What is payroll tax compliance?

There is no internationally consistent definition of ‘payroll tax’ (sometimes called ’employer payroll tax’). At least four definitions may apply, depending on where you are. We will be focusing on the US definition of payroll tax but if you wish to learn about international interpretations of payroll tax compliance follow the link.

In the United States, ‘payroll tax’ is a technical term, which refers specifically to federal social security (under the Federal Insurance Contributions Act, or ‘FICA’) and Medicare taxes. Part of this payroll tax is withheld from the employee’s gross salary or wages by the employer, while the other component is paid directly by the employer as a ‘matching amount’.

In addition to federal payroll taxes, US employers are responsible for federal income tax withholding and the payment of federal unemployment insurance tax. Furthermore, employers are often required to withhold state and local taxes, which may include state income tax, state disability insurance tax, and school district taxes.

The collective term for all taxes withheld by employers in the United States and submitted to tax authorities is ‘Employment taxes’.

Our payroll compliance checklist

We realize there is a lot to take in and we have therefore summarized this information into a payroll compliance checklist:

  • Determine classification (e.g., employee or not)
  • Complete I-9 and W-4
  • Add employee to payroll system (and assign a payroll ID number)
  • Set up payment method
  • Set up essential deductions
  • Report essential information to the tax department/department of labor
  • Report as required to the tax authorities
  • Regularly audit compliance.

Horizons — the global payroll compliance experts

Payroll compliance covers some of the most important regulatory and legal obligations placed on businesses.

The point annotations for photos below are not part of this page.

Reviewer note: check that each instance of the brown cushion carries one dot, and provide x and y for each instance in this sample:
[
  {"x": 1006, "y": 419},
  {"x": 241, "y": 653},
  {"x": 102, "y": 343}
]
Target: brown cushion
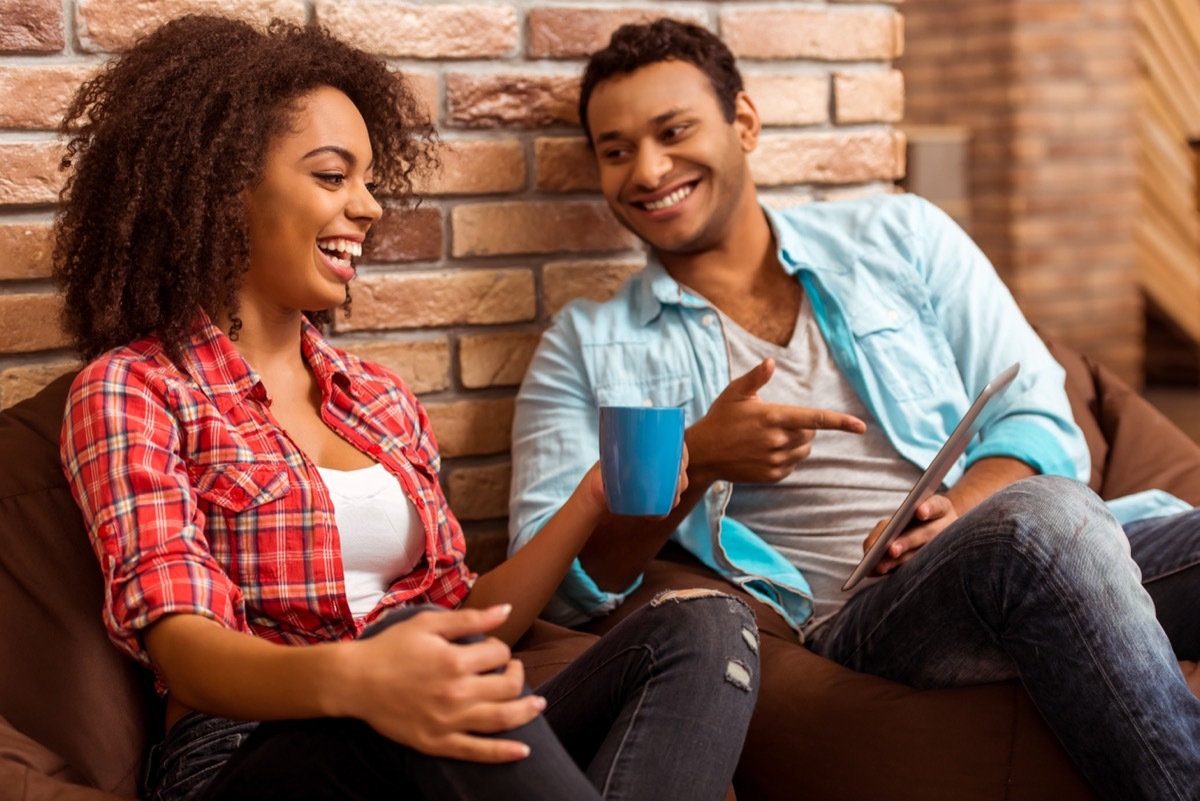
[
  {"x": 61, "y": 682},
  {"x": 1134, "y": 446}
]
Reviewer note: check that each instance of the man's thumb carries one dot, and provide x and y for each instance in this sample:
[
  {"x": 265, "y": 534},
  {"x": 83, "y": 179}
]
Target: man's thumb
[{"x": 747, "y": 386}]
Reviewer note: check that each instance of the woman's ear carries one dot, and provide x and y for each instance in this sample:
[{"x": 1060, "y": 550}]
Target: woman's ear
[{"x": 747, "y": 122}]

The importance of employees being paid correctly means that regulatory authorities are quick to clamp down on anyone who is in breach. 

While we have expertise in US payroll compliance, here at Horizons, we have global payroll expertise and can ensure payroll compliance in any country in the world.

Frequently Asked Questions (FAQ)

When delivering payroll for your organization you must follow the payroll requirements as stipulated by both federal and state law. Each time you run payroll there are intricate IRS-determined procedures to be followed related to the withholding of a range of different taxes from your employee’s check — this is what it means to be payroll compliant. 

Payroll compliance legislation is important because the various underpinning laws ensure that employees are paid equitably and treated fairly. It also ensures that the government has the funds to support important social security programs like Medicare, retirement, disability benefits, survivors, and children.